Dal testo in esame della Legge di Bilancio approvata dal Consiglio dei ministri spuntano 400 milioni di euro per il rinnovo del contratto dei dipendenti pubblici: i fondi sono previsti nella bozza predisposta dal Governo, oggi all’esame del Parlamento. La somma, decisamente bassa considerando che va suddivisa per oltre 3,3 milioni di dipendenti pubblici, si aggiunge alle risorse già stanziate dall’articolo 1, comma 436, della legge 145/2018: 1.100 milioni di euro per l’anno 2019, 1.750 milioni di euro per l’anno 2020 e 3.375 milioni di euro annui a decorrere dal 2021. Tra finanziamenti passati e quelli esigui previsti oggi, si arriva a poco più di 1.100 euro lordi annui a dipendente, che corrispondono a 40-50 euro netti per ciascuno. Ma per docenti e personale Ata sono anche meno, perché il criterio da adottare per spalmare gli incrementi in busta paga prevede l’adozione della stessa percentuale: siccome gli stipendi della scuola sono tra i bassi del comparto pubblici, attestandosi sui 30 mila euro medi annui lordi, viene da sé che applicando gli incrementi in modo proporzionale saranno anche quelli meno favoriti.
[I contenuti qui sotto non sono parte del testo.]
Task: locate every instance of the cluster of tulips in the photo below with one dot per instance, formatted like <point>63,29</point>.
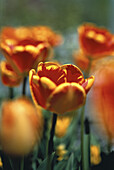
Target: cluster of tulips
<point>57,90</point>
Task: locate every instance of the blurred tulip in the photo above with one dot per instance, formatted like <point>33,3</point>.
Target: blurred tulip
<point>44,33</point>
<point>21,126</point>
<point>62,124</point>
<point>102,97</point>
<point>8,76</point>
<point>81,60</point>
<point>84,63</point>
<point>61,152</point>
<point>58,88</point>
<point>95,42</point>
<point>22,50</point>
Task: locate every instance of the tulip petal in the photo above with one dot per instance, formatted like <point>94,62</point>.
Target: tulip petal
<point>40,88</point>
<point>8,75</point>
<point>88,83</point>
<point>66,97</point>
<point>52,71</point>
<point>73,73</point>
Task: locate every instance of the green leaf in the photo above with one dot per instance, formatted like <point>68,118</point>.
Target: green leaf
<point>70,162</point>
<point>43,165</point>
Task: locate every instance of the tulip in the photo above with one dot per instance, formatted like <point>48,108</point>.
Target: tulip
<point>8,76</point>
<point>103,97</point>
<point>21,126</point>
<point>60,130</point>
<point>58,88</point>
<point>95,42</point>
<point>21,49</point>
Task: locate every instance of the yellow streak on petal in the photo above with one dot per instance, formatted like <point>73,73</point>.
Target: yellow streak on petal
<point>66,97</point>
<point>48,65</point>
<point>90,34</point>
<point>10,42</point>
<point>31,49</point>
<point>47,83</point>
<point>18,49</point>
<point>5,48</point>
<point>35,79</point>
<point>90,83</point>
<point>100,38</point>
<point>5,70</point>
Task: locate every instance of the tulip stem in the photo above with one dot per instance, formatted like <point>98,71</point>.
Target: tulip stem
<point>11,95</point>
<point>22,164</point>
<point>50,143</point>
<point>24,86</point>
<point>82,138</point>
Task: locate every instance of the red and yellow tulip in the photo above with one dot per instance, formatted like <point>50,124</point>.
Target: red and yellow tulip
<point>95,42</point>
<point>103,97</point>
<point>58,88</point>
<point>8,76</point>
<point>21,126</point>
<point>22,50</point>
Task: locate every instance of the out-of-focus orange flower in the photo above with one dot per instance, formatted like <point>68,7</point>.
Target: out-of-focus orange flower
<point>95,154</point>
<point>62,124</point>
<point>44,33</point>
<point>61,152</point>
<point>95,42</point>
<point>58,88</point>
<point>83,62</point>
<point>8,76</point>
<point>21,126</point>
<point>22,50</point>
<point>102,97</point>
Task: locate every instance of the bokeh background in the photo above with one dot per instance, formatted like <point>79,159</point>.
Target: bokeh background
<point>63,16</point>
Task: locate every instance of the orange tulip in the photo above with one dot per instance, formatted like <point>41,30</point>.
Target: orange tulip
<point>95,42</point>
<point>21,126</point>
<point>103,97</point>
<point>81,60</point>
<point>8,76</point>
<point>21,49</point>
<point>58,88</point>
<point>60,130</point>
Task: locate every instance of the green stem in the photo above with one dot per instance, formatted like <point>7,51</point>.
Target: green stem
<point>24,86</point>
<point>11,163</point>
<point>50,143</point>
<point>82,138</point>
<point>11,95</point>
<point>87,145</point>
<point>109,145</point>
<point>22,164</point>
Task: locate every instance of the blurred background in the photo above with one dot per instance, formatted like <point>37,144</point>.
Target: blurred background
<point>63,16</point>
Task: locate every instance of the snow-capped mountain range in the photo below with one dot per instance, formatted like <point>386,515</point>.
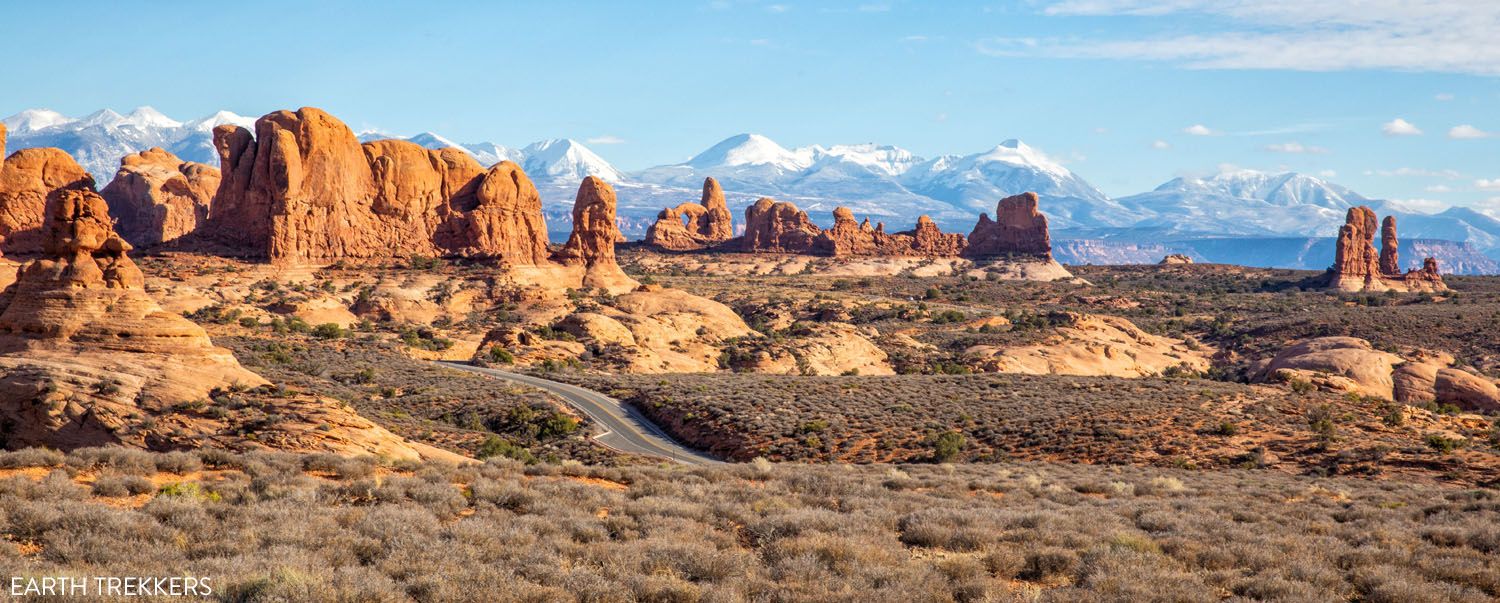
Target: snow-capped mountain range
<point>884,182</point>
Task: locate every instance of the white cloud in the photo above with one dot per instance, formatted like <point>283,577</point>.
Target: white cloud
<point>1422,173</point>
<point>1454,36</point>
<point>1295,147</point>
<point>1467,132</point>
<point>1400,128</point>
<point>1421,206</point>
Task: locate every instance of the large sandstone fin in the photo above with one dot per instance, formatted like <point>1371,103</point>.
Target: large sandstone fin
<point>1019,228</point>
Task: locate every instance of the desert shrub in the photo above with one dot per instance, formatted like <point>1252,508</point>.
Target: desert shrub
<point>122,486</point>
<point>17,459</point>
<point>329,330</point>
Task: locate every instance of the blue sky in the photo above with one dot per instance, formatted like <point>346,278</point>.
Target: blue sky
<point>1128,93</point>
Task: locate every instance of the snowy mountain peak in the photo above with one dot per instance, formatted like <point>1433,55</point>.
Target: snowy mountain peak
<point>566,159</point>
<point>102,117</point>
<point>881,158</point>
<point>1281,189</point>
<point>149,117</point>
<point>1019,153</point>
<point>219,119</point>
<point>752,149</point>
<point>431,140</point>
<point>32,120</point>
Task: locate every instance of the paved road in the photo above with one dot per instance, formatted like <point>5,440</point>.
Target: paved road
<point>626,429</point>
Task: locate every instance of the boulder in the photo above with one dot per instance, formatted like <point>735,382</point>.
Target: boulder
<point>929,240</point>
<point>1019,228</point>
<point>159,198</point>
<point>827,348</point>
<point>597,329</point>
<point>777,227</point>
<point>26,179</point>
<point>1466,390</point>
<point>1415,383</point>
<point>1350,362</point>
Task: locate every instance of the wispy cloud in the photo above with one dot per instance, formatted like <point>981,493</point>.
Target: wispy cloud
<point>1467,132</point>
<point>1454,36</point>
<point>1295,149</point>
<point>1424,173</point>
<point>1400,128</point>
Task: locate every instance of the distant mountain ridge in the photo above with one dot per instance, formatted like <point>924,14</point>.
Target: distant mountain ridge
<point>101,138</point>
<point>882,182</point>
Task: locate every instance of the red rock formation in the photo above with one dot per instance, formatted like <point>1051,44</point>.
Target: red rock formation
<point>498,215</point>
<point>89,359</point>
<point>1359,267</point>
<point>717,224</point>
<point>26,179</point>
<point>693,225</point>
<point>158,197</point>
<point>929,240</point>
<point>849,237</point>
<point>1389,258</point>
<point>777,227</point>
<point>303,189</point>
<point>591,243</point>
<point>1355,252</point>
<point>1019,228</point>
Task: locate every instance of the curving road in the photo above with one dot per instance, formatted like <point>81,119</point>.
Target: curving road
<point>626,429</point>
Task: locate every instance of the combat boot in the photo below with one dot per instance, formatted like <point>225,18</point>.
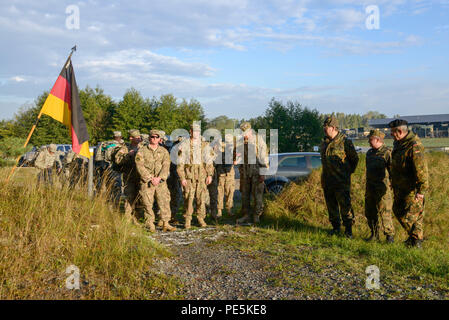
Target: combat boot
<point>187,224</point>
<point>348,231</point>
<point>150,226</point>
<point>202,223</point>
<point>244,219</point>
<point>167,227</point>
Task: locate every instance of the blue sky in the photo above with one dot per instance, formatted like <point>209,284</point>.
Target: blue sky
<point>235,55</point>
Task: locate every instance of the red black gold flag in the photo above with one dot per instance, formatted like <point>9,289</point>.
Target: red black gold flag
<point>63,105</point>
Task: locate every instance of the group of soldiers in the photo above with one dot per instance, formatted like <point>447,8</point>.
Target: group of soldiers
<point>396,180</point>
<point>150,177</point>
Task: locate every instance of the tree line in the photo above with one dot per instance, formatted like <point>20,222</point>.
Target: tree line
<point>299,128</point>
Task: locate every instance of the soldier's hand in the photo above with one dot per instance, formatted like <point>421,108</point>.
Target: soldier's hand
<point>208,180</point>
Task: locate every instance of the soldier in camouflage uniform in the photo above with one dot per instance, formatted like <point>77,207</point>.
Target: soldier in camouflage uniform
<point>409,179</point>
<point>195,170</point>
<point>378,200</point>
<point>153,166</point>
<point>125,158</point>
<point>251,180</point>
<point>339,160</point>
<point>226,184</point>
<point>45,162</point>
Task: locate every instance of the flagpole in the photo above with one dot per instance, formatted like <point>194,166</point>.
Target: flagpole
<point>34,126</point>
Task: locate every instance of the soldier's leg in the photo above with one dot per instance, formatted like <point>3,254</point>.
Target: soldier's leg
<point>258,188</point>
<point>162,195</point>
<point>371,205</point>
<point>332,207</point>
<point>147,195</point>
<point>385,217</point>
<point>189,196</point>
<point>229,193</point>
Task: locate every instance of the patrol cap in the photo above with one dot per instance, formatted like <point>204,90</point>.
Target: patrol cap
<point>397,123</point>
<point>155,133</point>
<point>330,121</point>
<point>245,126</point>
<point>376,133</point>
<point>195,127</point>
<point>134,133</point>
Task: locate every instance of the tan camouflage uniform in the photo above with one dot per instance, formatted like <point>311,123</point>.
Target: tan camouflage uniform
<point>154,164</point>
<point>378,199</point>
<point>195,173</point>
<point>251,186</point>
<point>125,157</point>
<point>339,160</point>
<point>409,176</point>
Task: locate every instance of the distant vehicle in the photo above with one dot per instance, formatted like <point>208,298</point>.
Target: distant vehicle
<point>291,166</point>
<point>28,157</point>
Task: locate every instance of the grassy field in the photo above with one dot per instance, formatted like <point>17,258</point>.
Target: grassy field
<point>297,219</point>
<point>427,142</point>
<point>45,230</point>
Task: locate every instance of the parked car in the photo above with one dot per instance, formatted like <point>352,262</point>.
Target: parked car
<point>291,166</point>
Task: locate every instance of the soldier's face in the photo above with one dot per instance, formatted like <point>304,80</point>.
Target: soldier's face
<point>375,142</point>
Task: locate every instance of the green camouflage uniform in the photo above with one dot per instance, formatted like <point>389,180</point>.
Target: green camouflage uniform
<point>45,163</point>
<point>195,173</point>
<point>409,176</point>
<point>251,187</point>
<point>125,158</point>
<point>154,164</point>
<point>378,200</point>
<point>339,160</point>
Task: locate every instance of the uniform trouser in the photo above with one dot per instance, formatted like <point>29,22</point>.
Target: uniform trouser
<point>338,202</point>
<point>195,190</point>
<point>226,188</point>
<point>213,195</point>
<point>252,189</point>
<point>175,195</point>
<point>410,213</point>
<point>131,191</point>
<point>45,176</point>
<point>162,196</point>
<point>378,203</point>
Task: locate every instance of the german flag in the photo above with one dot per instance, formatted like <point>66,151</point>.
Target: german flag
<point>63,105</point>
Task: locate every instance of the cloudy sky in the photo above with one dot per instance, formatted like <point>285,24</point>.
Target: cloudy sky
<point>234,55</point>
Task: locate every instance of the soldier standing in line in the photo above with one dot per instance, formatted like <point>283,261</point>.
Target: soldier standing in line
<point>252,183</point>
<point>378,200</point>
<point>409,179</point>
<point>195,170</point>
<point>125,159</point>
<point>339,160</point>
<point>45,161</point>
<point>153,166</point>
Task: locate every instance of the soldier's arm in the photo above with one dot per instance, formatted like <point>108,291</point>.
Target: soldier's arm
<point>351,154</point>
<point>145,175</point>
<point>165,171</point>
<point>420,166</point>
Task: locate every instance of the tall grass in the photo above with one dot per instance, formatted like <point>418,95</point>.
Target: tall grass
<point>46,229</point>
<point>301,212</point>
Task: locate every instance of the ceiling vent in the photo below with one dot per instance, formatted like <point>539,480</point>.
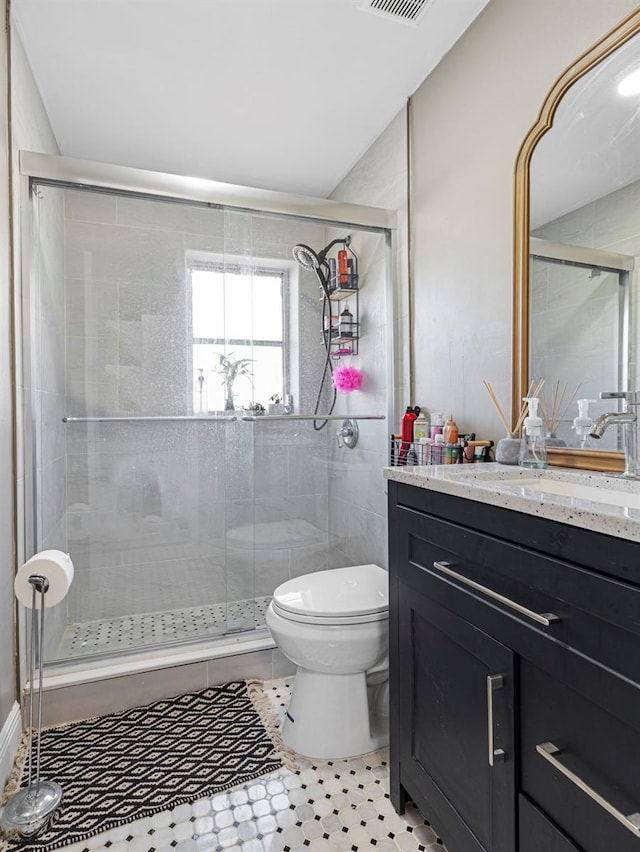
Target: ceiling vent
<point>409,11</point>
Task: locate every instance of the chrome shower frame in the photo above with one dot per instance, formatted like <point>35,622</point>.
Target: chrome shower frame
<point>70,173</point>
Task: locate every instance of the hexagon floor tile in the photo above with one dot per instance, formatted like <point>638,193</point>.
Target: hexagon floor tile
<point>326,806</point>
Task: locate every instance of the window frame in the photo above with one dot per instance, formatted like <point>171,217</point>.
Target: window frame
<point>254,267</point>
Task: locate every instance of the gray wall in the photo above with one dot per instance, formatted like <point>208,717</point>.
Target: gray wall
<point>7,481</point>
<point>30,129</point>
<point>358,506</point>
<point>469,119</point>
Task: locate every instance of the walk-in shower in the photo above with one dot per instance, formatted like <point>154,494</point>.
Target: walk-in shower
<point>181,510</point>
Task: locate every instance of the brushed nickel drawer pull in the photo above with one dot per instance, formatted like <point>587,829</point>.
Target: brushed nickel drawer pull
<point>493,682</point>
<point>631,822</point>
<point>545,618</point>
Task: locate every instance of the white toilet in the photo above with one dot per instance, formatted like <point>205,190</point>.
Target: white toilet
<point>334,626</point>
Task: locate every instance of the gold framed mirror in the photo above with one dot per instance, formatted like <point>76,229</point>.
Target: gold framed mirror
<point>560,191</point>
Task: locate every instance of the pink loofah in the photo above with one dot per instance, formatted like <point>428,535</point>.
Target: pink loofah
<point>347,379</point>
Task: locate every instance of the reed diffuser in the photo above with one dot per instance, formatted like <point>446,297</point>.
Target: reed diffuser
<point>553,411</point>
<point>508,448</point>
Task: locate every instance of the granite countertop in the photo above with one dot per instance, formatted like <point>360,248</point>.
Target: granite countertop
<point>585,499</point>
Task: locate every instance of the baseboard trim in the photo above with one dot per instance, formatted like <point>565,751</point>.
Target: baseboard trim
<point>10,737</point>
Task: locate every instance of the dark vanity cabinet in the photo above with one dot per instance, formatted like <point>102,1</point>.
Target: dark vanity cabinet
<point>515,677</point>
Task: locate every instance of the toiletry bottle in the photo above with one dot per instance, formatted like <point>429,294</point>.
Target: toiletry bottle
<point>346,323</point>
<point>343,270</point>
<point>533,449</point>
<point>420,425</point>
<point>200,400</point>
<point>408,419</point>
<point>437,423</point>
<point>582,424</point>
<point>450,431</point>
<point>333,280</point>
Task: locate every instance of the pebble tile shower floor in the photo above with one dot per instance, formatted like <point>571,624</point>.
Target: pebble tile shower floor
<point>326,806</point>
<point>157,628</point>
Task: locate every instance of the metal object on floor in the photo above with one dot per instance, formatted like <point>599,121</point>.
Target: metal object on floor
<point>31,808</point>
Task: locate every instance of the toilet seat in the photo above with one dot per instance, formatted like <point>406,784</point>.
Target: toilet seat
<point>352,595</point>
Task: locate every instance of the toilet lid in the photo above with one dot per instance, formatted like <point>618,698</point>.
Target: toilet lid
<point>352,592</point>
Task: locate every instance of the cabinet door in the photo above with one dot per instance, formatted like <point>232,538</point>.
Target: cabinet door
<point>580,763</point>
<point>455,690</point>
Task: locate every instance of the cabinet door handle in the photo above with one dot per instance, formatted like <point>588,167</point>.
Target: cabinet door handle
<point>493,682</point>
<point>545,618</point>
<point>549,752</point>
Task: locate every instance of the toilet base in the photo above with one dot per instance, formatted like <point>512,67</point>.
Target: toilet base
<point>328,717</point>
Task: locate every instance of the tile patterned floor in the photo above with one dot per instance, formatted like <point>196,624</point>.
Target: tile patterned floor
<point>126,633</point>
<point>326,806</point>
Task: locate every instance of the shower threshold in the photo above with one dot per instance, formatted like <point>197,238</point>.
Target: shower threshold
<point>124,634</point>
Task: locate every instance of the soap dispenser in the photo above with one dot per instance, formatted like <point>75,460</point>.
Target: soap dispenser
<point>583,424</point>
<point>533,449</point>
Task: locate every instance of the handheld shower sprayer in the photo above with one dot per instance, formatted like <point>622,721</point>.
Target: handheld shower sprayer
<point>316,262</point>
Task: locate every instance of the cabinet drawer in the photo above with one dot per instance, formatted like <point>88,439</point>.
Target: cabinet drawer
<point>594,614</point>
<point>580,763</point>
<point>538,834</point>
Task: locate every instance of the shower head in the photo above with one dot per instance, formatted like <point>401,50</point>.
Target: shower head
<point>311,260</point>
<point>306,257</point>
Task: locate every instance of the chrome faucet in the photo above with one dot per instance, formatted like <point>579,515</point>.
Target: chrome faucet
<point>628,419</point>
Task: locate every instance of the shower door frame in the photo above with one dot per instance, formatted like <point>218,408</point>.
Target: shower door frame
<point>71,173</point>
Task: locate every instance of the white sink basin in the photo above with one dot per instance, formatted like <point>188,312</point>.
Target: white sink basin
<point>578,491</point>
<point>595,488</point>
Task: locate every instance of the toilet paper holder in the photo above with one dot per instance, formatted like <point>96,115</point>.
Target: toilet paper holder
<point>30,809</point>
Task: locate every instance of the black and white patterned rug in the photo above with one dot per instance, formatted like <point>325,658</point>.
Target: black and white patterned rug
<point>120,767</point>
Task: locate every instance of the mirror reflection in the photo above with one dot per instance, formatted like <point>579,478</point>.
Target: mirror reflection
<point>584,218</point>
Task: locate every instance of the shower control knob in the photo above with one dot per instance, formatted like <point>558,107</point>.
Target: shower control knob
<point>348,434</point>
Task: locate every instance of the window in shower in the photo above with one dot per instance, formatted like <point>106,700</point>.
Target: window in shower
<point>238,312</point>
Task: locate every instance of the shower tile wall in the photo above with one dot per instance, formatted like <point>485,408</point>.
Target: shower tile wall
<point>161,515</point>
<point>611,223</point>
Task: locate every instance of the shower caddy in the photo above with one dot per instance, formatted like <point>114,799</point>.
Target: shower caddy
<point>343,332</point>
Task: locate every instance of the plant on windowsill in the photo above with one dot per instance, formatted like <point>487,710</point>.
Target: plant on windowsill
<point>229,369</point>
<point>276,406</point>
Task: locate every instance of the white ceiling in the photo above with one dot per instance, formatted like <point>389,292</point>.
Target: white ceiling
<point>278,94</point>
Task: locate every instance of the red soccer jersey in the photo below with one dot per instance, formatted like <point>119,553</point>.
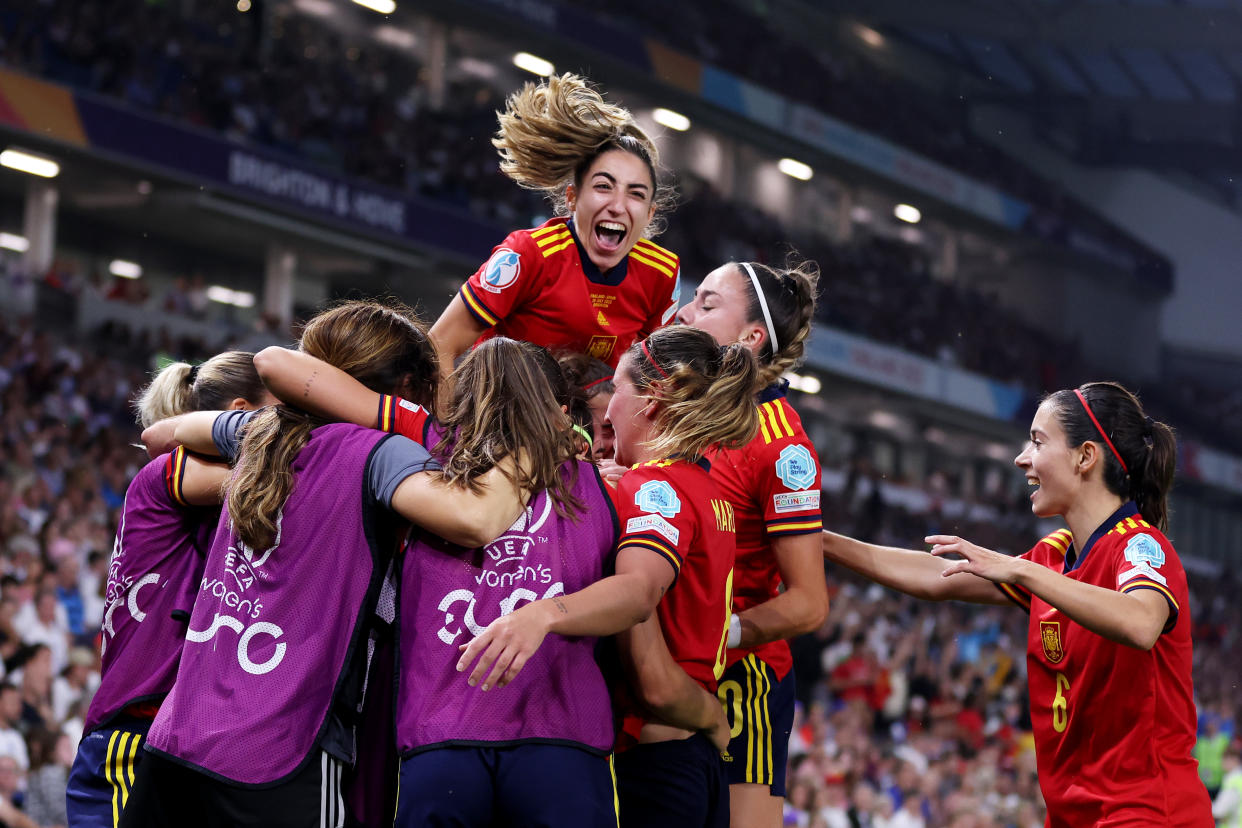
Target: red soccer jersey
<point>540,287</point>
<point>1113,725</point>
<point>399,416</point>
<point>774,486</point>
<point>677,510</point>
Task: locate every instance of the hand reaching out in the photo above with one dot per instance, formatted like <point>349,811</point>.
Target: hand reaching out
<point>976,560</point>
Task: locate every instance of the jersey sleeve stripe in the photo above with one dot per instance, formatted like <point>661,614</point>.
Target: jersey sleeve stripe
<point>651,262</point>
<point>801,528</point>
<point>477,308</point>
<point>1017,596</point>
<point>780,410</point>
<point>1151,585</point>
<point>555,237</point>
<point>559,247</point>
<point>656,251</point>
<point>660,548</point>
<point>544,231</point>
<point>176,476</point>
<point>388,412</point>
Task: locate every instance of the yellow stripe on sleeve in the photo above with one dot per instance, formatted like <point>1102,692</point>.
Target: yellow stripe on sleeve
<point>656,251</point>
<point>477,307</point>
<point>650,262</point>
<point>111,776</point>
<point>559,247</point>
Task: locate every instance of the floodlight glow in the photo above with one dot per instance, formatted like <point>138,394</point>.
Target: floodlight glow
<point>394,36</point>
<point>227,296</point>
<point>532,63</point>
<point>13,241</point>
<point>795,169</point>
<point>24,162</point>
<point>126,270</point>
<point>671,119</point>
<point>383,6</point>
<point>870,36</point>
<point>908,214</point>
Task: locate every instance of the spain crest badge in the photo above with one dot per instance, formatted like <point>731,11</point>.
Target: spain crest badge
<point>1050,634</point>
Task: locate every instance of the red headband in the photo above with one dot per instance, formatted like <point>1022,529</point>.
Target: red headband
<point>591,385</point>
<point>650,359</point>
<point>1089,414</point>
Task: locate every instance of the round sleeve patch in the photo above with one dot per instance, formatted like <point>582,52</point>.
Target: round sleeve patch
<point>502,270</point>
<point>795,467</point>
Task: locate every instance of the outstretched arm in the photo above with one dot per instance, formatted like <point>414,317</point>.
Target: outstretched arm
<point>602,608</point>
<point>908,571</point>
<point>311,384</point>
<point>665,688</point>
<point>457,514</point>
<point>453,333</point>
<point>802,606</point>
<point>1132,618</point>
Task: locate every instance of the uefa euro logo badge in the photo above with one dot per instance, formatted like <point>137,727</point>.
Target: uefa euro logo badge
<point>1050,634</point>
<point>502,270</point>
<point>796,468</point>
<point>658,497</point>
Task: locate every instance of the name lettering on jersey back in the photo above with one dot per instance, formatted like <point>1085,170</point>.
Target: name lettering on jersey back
<point>723,510</point>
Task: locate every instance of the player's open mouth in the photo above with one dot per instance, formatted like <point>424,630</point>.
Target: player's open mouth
<point>609,235</point>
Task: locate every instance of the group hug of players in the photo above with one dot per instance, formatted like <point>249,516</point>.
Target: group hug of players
<point>374,576</point>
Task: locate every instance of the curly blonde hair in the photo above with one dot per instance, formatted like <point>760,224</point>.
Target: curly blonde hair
<point>553,130</point>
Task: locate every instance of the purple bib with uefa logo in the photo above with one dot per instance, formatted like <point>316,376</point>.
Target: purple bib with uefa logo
<point>277,634</point>
<point>450,595</point>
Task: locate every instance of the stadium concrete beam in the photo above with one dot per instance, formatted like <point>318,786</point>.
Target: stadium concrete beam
<point>1068,24</point>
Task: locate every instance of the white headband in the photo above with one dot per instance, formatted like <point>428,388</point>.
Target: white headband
<point>763,304</point>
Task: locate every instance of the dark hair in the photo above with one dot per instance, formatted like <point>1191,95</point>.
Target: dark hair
<point>706,391</point>
<point>501,405</point>
<point>1148,448</point>
<point>790,297</point>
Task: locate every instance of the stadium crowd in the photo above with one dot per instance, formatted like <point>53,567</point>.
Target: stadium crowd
<point>912,714</point>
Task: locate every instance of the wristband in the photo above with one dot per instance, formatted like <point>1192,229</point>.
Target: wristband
<point>734,632</point>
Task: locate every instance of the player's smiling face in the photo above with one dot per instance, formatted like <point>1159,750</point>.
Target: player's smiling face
<point>611,206</point>
<point>629,416</point>
<point>719,307</point>
<point>1050,464</point>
Marcello Pacifico, presidente nazionale Anief, torna a ribadire che “ai 100 euro lordi scarsi già finanziati dalla fine del 2018 vanno oggi aggiunti almeno altri 80 euro: solo in questo modo si potrebbe azzerare il tasso d’inflazione dell’ultimo decennio non lontano dal 10%. Il 3,48% di aumento dell’ultimo rinnovo contrattuale, pari a circa 85 euro lordi complessivi, non ha colmato nemmeno la metà di quel gap. Ecco perché servono risorse aggiuntive, senza le quali non stiamo parlando di stipendi maggiorati ma solo di recupero del costo della vita. Ma c’è dell’altro, perché il coronavirus ha fatto emergere un’altra necessità sinora non soddisfatta, però altrettanto rilevante, quella del riconoscimento del rischio biologico per il personale scolastico: l’opera di relazioni e rapporti quotidiani e continuativi con centinaia di alunni al giorno, per almeno 33 settimane l’anno, è alla base del burnout e di quelle malattie professionali da usura psicofisica che nella scuola imperversano. Una condizione che trova terreno fertile nel fatto che due docenti italiani su tre hanno più di 50 anni. È chiaro – conclude Pacifico - che a queste condizioni il sindacato non starà di certo a guardare”.
Aumenti mini in arrivo per i lavoratori della scuola. Così come segnala Italia Oggi e riporta Orizzonte Scuola, considerato che i dipendenti pubblici, secondo le rilevazioni Istat del 2018 (le più recenti disponibili) sono 3.342.816, i fondi consentono incrementi retributivi medi di 1.129 euro l’anno a testa. L’importo, però, è al lordo delle trattenute fiscali e previdenziali (si tratta del cosiddetto lordo stato). Per arrivare all’incremento mensile netto bisogna togliere circa il 50%: a conti fatti, 40-50 euro in più a testa.
SCUOLA PENALIZZATA
Il problema è che nella scuola gli importi potrebbero essere ancora inferiori, perché il criterio che viene applicato per la distribuzione degli aumenti consiste nell’applicare una percentuale identica a prescindere dall’importo di partenza delle retribuzioni. Gli stipendi, nel mondo della scuola, sono tra i più bassi del pubblico impiego e pertanto è lecito attendersi una cifra ancora più bassa.
IL COMMENTO DEL SINDACATO
Il mancato rinnovo contrattuale, scaduto ormai da due anni, assieme alla inattuata stabilizzazione dei precari della scuola, rappresenta un punto cruciale per i destini professionali di tantissimi docenti e Ata: le due richieste sono state non a caso inserite dall’Anief nella memoria di 15 punti fondamentali, consegnata alcune settimane fa al ministero dell’Istruzione al termine dell’incontro del presidente Marcello Pacifico con la ministra Lucia Azzolina. In quell’occasione è stata ricordato l’impegno della ministra Fabiana Dadone sulla volontà del Governo di reperire risorse aggiuntive per il rinnovo dei contratti dei dipendenti dello Stato.